The bank’s SMBC Nikko Securities Inc. unit will increase IPO headcount to at least 100 in the next two to three years from 86 in March by recruiting specialists from other brokerages, said Hideyuki Aoki, head of investment banking.
Japan’s biggest banks are boosting fee businesses as stocks rally and shrinking interest rates crimp lending income. Now ranked second among IPO managers, SMBC Nikko is regaining ground lost after its predecessor faced an accounting scandal in 2006 and ended an alliance with Citigroup Inc. in 2009. The turmoil left the firm without a single IPO deal for two years.
“We experienced two years of humiliation,” Aoki, 51, an executive officer who leads the firm’s IPO underwriting and consulting, said in an interview. “We’ll expand the business by hiring professionals, including junior and senior bankers. The IPO industry is a small world and has very well-regarded people.”
Tokyo-based SMBC Nikko trails only Nomura on Japan IPOs by transaction value so far in 2015, the highest ranking since Sumitomo Mitsui bought Nikko from Citigroup more than five years ago, according to data compiled by Bloomberg. Nomura was No. 1 in four of the past five years, the data show.

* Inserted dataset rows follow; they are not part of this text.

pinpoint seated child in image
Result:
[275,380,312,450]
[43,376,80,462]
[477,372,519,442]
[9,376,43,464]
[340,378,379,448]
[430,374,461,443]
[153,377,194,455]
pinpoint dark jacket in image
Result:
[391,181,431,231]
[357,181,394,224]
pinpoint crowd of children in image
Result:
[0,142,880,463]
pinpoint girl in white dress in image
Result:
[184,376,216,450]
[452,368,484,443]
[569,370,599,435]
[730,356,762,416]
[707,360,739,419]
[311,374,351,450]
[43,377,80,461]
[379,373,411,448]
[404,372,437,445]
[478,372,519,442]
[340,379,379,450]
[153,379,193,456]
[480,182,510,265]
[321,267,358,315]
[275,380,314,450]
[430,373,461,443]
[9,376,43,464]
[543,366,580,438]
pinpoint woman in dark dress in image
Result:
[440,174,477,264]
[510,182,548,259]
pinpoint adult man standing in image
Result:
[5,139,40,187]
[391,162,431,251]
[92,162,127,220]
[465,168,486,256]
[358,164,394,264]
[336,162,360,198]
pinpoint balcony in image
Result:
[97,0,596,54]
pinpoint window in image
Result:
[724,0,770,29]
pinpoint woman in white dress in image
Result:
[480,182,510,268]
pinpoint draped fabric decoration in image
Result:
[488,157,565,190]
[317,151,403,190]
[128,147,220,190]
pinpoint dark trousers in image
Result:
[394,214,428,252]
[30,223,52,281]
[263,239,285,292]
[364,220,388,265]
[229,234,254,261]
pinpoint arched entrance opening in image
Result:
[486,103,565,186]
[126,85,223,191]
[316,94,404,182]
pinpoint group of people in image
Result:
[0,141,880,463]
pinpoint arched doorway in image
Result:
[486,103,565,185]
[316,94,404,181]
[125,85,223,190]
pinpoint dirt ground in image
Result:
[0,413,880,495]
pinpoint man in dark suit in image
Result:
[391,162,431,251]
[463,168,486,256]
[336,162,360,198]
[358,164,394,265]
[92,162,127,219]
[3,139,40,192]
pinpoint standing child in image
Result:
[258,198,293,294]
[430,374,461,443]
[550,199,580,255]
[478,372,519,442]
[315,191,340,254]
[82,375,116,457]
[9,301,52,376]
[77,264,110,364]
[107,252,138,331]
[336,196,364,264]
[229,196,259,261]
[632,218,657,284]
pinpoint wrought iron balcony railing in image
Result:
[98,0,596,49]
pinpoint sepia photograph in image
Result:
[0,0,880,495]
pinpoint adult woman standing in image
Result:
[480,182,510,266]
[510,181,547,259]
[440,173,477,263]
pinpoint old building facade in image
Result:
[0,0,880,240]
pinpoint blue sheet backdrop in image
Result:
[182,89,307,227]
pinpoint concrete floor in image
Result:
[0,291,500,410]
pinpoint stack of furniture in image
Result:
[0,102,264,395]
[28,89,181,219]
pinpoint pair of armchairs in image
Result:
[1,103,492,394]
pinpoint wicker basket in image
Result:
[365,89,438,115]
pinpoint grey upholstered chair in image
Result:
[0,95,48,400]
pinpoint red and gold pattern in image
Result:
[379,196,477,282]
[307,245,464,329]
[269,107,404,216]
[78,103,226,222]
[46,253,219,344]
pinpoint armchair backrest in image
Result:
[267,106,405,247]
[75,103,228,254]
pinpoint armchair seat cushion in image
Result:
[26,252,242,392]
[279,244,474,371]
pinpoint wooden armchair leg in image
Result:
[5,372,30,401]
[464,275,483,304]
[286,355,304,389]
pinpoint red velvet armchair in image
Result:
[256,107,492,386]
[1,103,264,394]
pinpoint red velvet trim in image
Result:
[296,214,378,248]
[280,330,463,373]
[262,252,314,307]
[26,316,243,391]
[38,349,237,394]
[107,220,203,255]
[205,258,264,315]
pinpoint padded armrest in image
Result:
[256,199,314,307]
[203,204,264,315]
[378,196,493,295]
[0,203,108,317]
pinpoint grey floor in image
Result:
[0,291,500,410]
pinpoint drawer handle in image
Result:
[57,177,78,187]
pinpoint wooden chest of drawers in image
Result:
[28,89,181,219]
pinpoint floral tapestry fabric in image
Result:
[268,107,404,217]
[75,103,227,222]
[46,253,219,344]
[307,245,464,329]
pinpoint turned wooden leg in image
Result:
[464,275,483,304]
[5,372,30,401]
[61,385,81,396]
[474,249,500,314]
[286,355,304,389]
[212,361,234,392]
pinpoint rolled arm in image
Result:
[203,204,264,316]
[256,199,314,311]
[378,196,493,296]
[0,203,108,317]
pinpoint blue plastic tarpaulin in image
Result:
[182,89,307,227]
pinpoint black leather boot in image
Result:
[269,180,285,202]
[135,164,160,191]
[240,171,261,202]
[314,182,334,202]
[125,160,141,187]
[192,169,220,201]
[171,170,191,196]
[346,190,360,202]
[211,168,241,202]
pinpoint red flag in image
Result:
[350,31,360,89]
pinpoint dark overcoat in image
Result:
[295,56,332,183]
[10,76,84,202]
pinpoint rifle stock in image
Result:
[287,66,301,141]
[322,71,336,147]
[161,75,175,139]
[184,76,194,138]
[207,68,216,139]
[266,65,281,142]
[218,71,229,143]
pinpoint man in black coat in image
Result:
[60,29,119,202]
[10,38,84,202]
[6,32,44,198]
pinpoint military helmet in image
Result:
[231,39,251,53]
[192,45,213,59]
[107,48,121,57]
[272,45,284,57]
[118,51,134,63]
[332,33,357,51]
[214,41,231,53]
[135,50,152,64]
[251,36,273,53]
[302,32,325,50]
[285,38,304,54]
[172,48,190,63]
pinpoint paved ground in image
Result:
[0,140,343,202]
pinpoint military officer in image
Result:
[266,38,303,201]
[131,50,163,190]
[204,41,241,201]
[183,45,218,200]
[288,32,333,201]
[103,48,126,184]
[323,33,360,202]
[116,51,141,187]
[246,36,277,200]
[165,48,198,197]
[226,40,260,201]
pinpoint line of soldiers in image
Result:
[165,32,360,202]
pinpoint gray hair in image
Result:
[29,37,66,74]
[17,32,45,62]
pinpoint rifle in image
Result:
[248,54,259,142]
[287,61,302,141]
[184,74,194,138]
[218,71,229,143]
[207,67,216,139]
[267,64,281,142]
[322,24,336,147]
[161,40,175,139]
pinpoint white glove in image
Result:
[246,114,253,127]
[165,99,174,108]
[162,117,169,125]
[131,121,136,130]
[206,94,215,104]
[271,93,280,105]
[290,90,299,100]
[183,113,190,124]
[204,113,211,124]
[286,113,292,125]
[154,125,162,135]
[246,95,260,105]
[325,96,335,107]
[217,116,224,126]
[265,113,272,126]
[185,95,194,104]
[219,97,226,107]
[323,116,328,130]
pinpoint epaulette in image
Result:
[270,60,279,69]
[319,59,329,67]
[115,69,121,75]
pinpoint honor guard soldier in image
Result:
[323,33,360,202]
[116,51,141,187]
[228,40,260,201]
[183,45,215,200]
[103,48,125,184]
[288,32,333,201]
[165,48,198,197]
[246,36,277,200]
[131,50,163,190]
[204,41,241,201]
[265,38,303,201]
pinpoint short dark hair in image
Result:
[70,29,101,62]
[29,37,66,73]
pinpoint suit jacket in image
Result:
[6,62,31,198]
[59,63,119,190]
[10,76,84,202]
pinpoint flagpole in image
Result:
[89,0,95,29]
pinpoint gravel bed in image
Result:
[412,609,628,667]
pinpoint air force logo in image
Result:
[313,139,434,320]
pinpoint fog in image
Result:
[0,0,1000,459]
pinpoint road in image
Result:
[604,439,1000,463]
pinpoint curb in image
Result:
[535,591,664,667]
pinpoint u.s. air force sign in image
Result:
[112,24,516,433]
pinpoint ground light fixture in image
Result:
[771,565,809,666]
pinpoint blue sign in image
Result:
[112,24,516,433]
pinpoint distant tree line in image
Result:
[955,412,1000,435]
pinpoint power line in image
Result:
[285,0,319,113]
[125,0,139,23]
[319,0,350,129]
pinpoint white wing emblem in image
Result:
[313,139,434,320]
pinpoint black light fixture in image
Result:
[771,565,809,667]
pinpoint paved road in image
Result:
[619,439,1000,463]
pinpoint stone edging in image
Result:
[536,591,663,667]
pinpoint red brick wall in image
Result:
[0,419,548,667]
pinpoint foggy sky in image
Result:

SMBC Nikko, which arranged 13 debut share sales in Japan in the first half, aims to underwrite about 20 deals in 2015, Aoki said. It will focus on industries including artificial intelligence, biotechnology, health care and consumer, he added.
The firm is one of the lead underwriters of initial share sales by state-owned Japan Post Holdings Co. and its banking and insurance units scheduled for later this year. The government is expecting to raise as much as 2 trillion yen ($16 billion) in what would be the biggest deal of the year in Japan.
Shares of Sumitomo Mitsui tumbled 4.2 percent Wednesday, the most in 14 months, as Japanese stocks plunged on concern that a Chinese market rout is spreading. The benchmark Topix index, which reached the highest since 2007 in June, slid 3.3 percent.
SMBC Nikko formed the IPO underwriting and consulting department in March 2013 by spinning off the business from investment banking. The department started with about 70 employees and increased headcount by about 20 percent by hiring bankers and consultants from major firms including Nomura and Daiwa Securities Group Inc., said Aoki, who took his current post in March.
As Nikko Securities Co., the firm was most recently the No. 1 underwriter of Japan IPOs in 1999, according to data compiled by Bloomberg. It managed the 2.1 trillion-yen sale of NTT Docomo Inc. a year earlier.
In 2006, the revelations of accounting fraud led senior executives, including the chief executive officer, to resign. Citigroup, which had ties with Nikko since 1998, then increased its stake before selling the brokerage to Sumitomo Mitsui in 2009 in the wake of the global financial crisis. SMBC Nikko didn’t lead any IPOs in the country in 2009 and 2010, Bloomberg-compiled data show.
Some employees made it through the turmoil.
“About 20 of our bankers were here working on IPOs in 1998 when we were No. 1,” Aoki said. “They’re making the most of their experience.”